Personal life
- Born: September 1, 1904 London, England
- Died: January 27, 1968 (aged 63) Washington, D.C., United States
- Spouse: Louise Mundheim Gerstenfeld

Religious life
- Religion: Judaism
- Denomination: Reform Judaism
- Semikhah: Hebrew Union College

= Norman Gerstenfeld =

British-American rabbi (1904–1968)

Norman Gerstenfeld was an American Reform rabbi who served as the senior rabbi of Washington Hebrew Congregation in Washington, D.C. He played a prominent role in the Jewish community of DC and the national Reform movement.

==Early life==
Gerstenfeld was born in London, England, on September 1, 1904, the son of Rabbi Shmuel Gerstenfeld and Braina Pechman. Gerstenfeld's father was born in Rava-Russkaya, Galicia, in what is now Ukraine. He was married to Louise Mundheim Gerstenfeld, who died in 1970 at age 64, two years after his death.

==Career==
Gerstenfeld was ordained by the Hebrew Union College (HUC) in Cincinnati and also held a degree from American University in Washington, D.C. From 1935, he was a Fellow in Jewish Philosophy at the HUC. He became an assistant rabbi at Washington Hebrew Congregation in 1935, a synagogue that had been in disarray and decline for several decades. Three years later he became senior rabbi of the congregation.
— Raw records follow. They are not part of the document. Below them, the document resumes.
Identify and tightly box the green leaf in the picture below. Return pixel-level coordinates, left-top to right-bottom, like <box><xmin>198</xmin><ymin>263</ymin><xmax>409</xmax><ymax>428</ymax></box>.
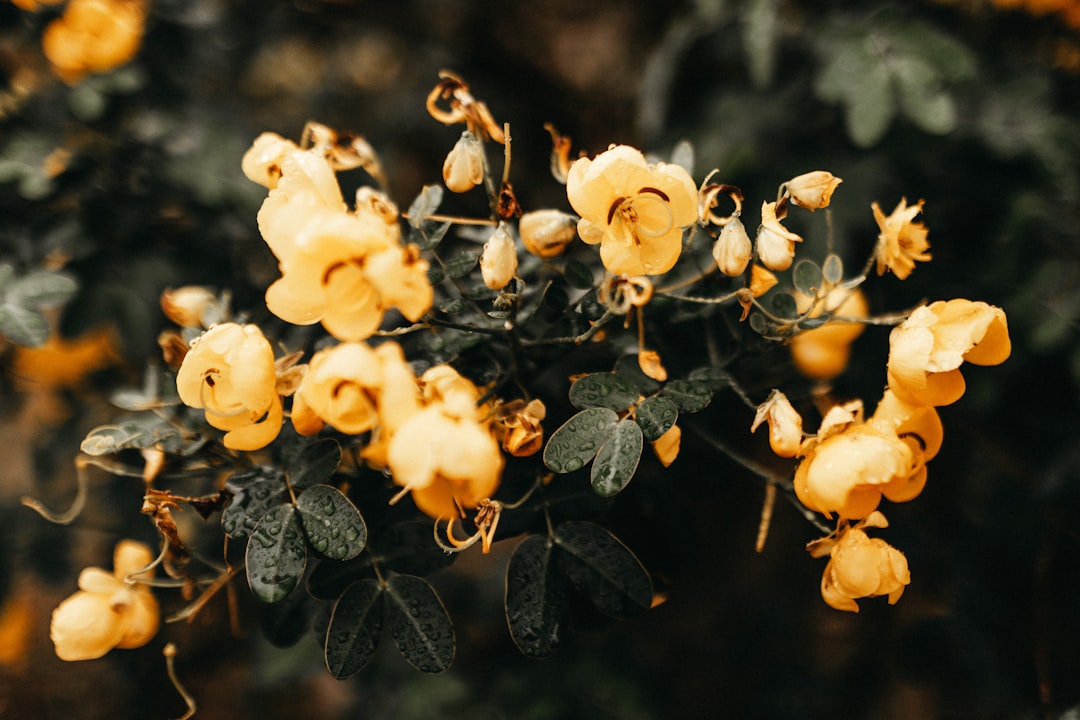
<box><xmin>505</xmin><ymin>534</ymin><xmax>569</xmax><ymax>659</ymax></box>
<box><xmin>296</xmin><ymin>485</ymin><xmax>367</xmax><ymax>561</ymax></box>
<box><xmin>444</xmin><ymin>251</ymin><xmax>479</xmax><ymax>279</ymax></box>
<box><xmin>568</xmin><ymin>373</ymin><xmax>639</xmax><ymax>411</ymax></box>
<box><xmin>635</xmin><ymin>396</ymin><xmax>678</xmax><ymax>441</ymax></box>
<box><xmin>798</xmin><ymin>315</ymin><xmax>831</xmax><ymax>330</ymax></box>
<box><xmin>412</xmin><ymin>220</ymin><xmax>451</xmax><ymax>252</ymax></box>
<box><xmin>407</xmin><ymin>185</ymin><xmax>444</xmax><ymax>229</ymax></box>
<box><xmin>822</xmin><ymin>254</ymin><xmax>844</xmax><ymax>285</ymax></box>
<box><xmin>222</xmin><ymin>467</ymin><xmax>287</xmax><ymax>539</ymax></box>
<box><xmin>553</xmin><ymin>522</ymin><xmax>653</xmax><ymax>618</ymax></box>
<box><xmin>289</xmin><ymin>438</ymin><xmax>342</xmax><ymax>490</ymax></box>
<box><xmin>384</xmin><ymin>575</ymin><xmax>455</xmax><ymax>673</ymax></box>
<box><xmin>543</xmin><ymin>407</ymin><xmax>619</xmax><ymax>474</ymax></box>
<box><xmin>742</xmin><ymin>0</ymin><xmax>780</xmax><ymax>89</ymax></box>
<box><xmin>369</xmin><ymin>521</ymin><xmax>457</xmax><ymax>577</ymax></box>
<box><xmin>563</xmin><ymin>259</ymin><xmax>595</xmax><ymax>289</ymax></box>
<box><xmin>0</xmin><ymin>303</ymin><xmax>47</xmax><ymax>346</ymax></box>
<box><xmin>792</xmin><ymin>260</ymin><xmax>822</xmax><ymax>297</ymax></box>
<box><xmin>661</xmin><ymin>379</ymin><xmax>713</xmax><ymax>413</ymax></box>
<box><xmin>79</xmin><ymin>417</ymin><xmax>186</xmax><ymax>456</ymax></box>
<box><xmin>246</xmin><ymin>504</ymin><xmax>308</xmax><ymax>603</ymax></box>
<box><xmin>590</xmin><ymin>419</ymin><xmax>643</xmax><ymax>497</ymax></box>
<box><xmin>8</xmin><ymin>271</ymin><xmax>78</xmax><ymax>308</ymax></box>
<box><xmin>324</xmin><ymin>579</ymin><xmax>385</xmax><ymax>678</ymax></box>
<box><xmin>891</xmin><ymin>55</ymin><xmax>956</xmax><ymax>135</ymax></box>
<box><xmin>613</xmin><ymin>353</ymin><xmax>663</xmax><ymax>395</ymax></box>
<box><xmin>770</xmin><ymin>292</ymin><xmax>798</xmax><ymax>319</ymax></box>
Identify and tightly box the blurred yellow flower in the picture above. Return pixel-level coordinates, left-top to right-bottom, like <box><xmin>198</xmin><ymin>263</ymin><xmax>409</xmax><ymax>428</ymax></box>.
<box><xmin>42</xmin><ymin>0</ymin><xmax>145</xmax><ymax>84</ymax></box>
<box><xmin>789</xmin><ymin>287</ymin><xmax>869</xmax><ymax>381</ymax></box>
<box><xmin>887</xmin><ymin>299</ymin><xmax>1011</xmax><ymax>406</ymax></box>
<box><xmin>50</xmin><ymin>540</ymin><xmax>159</xmax><ymax>661</ymax></box>
<box><xmin>175</xmin><ymin>323</ymin><xmax>283</xmax><ymax>451</ymax></box>
<box><xmin>566</xmin><ymin>145</ymin><xmax>697</xmax><ymax>276</ymax></box>
<box><xmin>872</xmin><ymin>198</ymin><xmax>931</xmax><ymax>280</ymax></box>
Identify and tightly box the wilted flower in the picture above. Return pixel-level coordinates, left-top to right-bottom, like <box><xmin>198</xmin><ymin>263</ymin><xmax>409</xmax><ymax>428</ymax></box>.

On November 16, 1952, President Harry S. Truman attended the cornerstone laying at the Washington Hebrew Congregation's new synagogue building. President Truman addressed Rabbi Gerstenfeld in his opening statement, who was in attendance.

Rabbi Gerstenfeld was initially a vocal anti-Zionist, however, by 1948 he had come to support the State of Israel.

==Death==
Gerstenfeld died of a heart attack on January 27, 1968, at the age of 63.